From his garage, Aughenbaugh can see the new Prairie Pines assisted- living center that opened last month, a railroad line that plans to reopen soon, and treetops near Maine Street, where high school students are raising money to refurbish a 59-year-old theater as part of an effort to turn neighboring buildings into a town cultural center.
The changes are an outcropping of a meeting six years ago in a back room at the Kountry Kitchen diner, where elected officials and volunteers debated the future of their town.
By that time, Eads had lost hundreds of residents, part of the withering economic life of America’s plains. There were genuine fears that, without action, their community could become a modern-day ghost town.
A decision was made.
“If we go down,” Councilman Dennis Pearson says, “we go down fighting.”
With mostly volunteers and grant money, they joined statewide organizations, touted bird-watching and hunting opportunities, promoted antique shops and an art gallery, linked residents to wireless Internet and opened a day care.
By the time the Kiowa Creek property was purchased, the town had lost another 45 people.
Selling towns creatively
But it is not all doom and gloom.
Stephan Weiler, an economist at the Center for the Study of Rural America at the Federal Reserve Bank, says population losses have forced communities into thinking creatively about how to sell their towns to vacationers, retirees and families with school-age children.
In addition to discount land sales, the plains are being touted as the new hub for e-commerce, where technology, low taxes and a willing workforce are readily available. And high school students are becoming versed in local politics with the idea that they someday could run their hometowns.

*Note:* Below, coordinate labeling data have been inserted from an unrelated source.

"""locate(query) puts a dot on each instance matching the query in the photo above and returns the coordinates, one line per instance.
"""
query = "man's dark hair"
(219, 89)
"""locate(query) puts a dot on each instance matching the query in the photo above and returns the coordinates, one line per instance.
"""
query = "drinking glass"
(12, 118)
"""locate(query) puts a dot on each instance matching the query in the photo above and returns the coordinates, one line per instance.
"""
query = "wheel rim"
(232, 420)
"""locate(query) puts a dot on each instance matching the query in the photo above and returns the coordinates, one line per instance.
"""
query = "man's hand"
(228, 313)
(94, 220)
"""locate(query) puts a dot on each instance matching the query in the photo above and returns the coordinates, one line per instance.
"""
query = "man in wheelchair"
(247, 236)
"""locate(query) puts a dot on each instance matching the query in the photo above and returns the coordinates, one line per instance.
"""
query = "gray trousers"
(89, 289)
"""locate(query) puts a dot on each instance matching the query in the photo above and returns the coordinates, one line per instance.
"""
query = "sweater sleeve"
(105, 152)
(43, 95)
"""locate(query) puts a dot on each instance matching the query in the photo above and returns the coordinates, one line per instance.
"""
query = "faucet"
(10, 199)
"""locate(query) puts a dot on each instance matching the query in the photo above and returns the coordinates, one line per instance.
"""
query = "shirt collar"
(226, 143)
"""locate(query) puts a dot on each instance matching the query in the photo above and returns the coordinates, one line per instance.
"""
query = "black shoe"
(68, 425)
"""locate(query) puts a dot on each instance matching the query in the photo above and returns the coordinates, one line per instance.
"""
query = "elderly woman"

“Unlike big cities, where you need a company to move in to make a difference, you only need five, 10, 15 new jobs to make a small town thrive,” Weiler says. “If there’s some success in these places, they could be a model on how to develop a new identity on the plains.”
Which is how Aughenbaugh got here.
It’s stiflingly hot atop Horizon Way, the street where the house of 2-by-4s stands. A nearby windsock is in full salute.
There is a roof, a patio and a rough outline of rooms.
“I have a separate closet from my wife, thank goodness,” he says.
The house has taken almost six months to build, and there’s a guest list for Thanksgiving.
But here, with the sun directly overhead, there is no deadline pressure, just a proud, smiling man with sweat running down the sides of his wrinkled face.
“This,” Aughenbaugh says, “is my dream home.”
Denver Post researcher Barry Osborne contributed to this report.